UF – Insurance Contingency Language in Clinical Agreements and Consents

  • Applies to:  UF Human Subjects Research
  • Effective date:  12/01/08

Many study sponsors may include language in their draft contracts and/or  informed consents that asks UF to bill insurance first for study service and/or study subject injury costs. The language goes on to say that whatever is not covered by the insurance will then be paid by the study.  This is called “insurance contingency” language and most research institutions, including UF, will not accept this language in their contracts and/or informed consents.   The reasons for rejecting this language vary, but the most often cited are:

  • Insurance Contingency creates a financial disadvantage to a patient who volunteers to participate in a study by having them pay (i) co‐pays, (ii) deductibles; (iii) jeopardize hitting lifetime coverage maximums.
  • Insurance Contingency causes UF to in effect discriminate against study subjects dependent on whether or not they possess insurance and doing so violates the Belmont Report requirement that trial subjects be treated with justice.
  • It is a False Claim to bill Medicare first when another payer will agree to pay if Medicare doesn’t.
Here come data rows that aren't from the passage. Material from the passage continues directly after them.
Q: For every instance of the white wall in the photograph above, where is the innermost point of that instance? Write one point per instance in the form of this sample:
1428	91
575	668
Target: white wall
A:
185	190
See CMS Medicare Secondary Payer Rule.
  • In October 2008, Medicare released a FAQ that made it clear by both wording and examples provided that they view contingent arrangements as rendering the services covered (and otherwise payable under Medicare’s NCD) “gratuitous” (and therefore not billable or payable under Medicare rules).
  • Many private insurers have subrogation rules that may also place the university in a position to file fraudulent claims and the university will not assume this liability.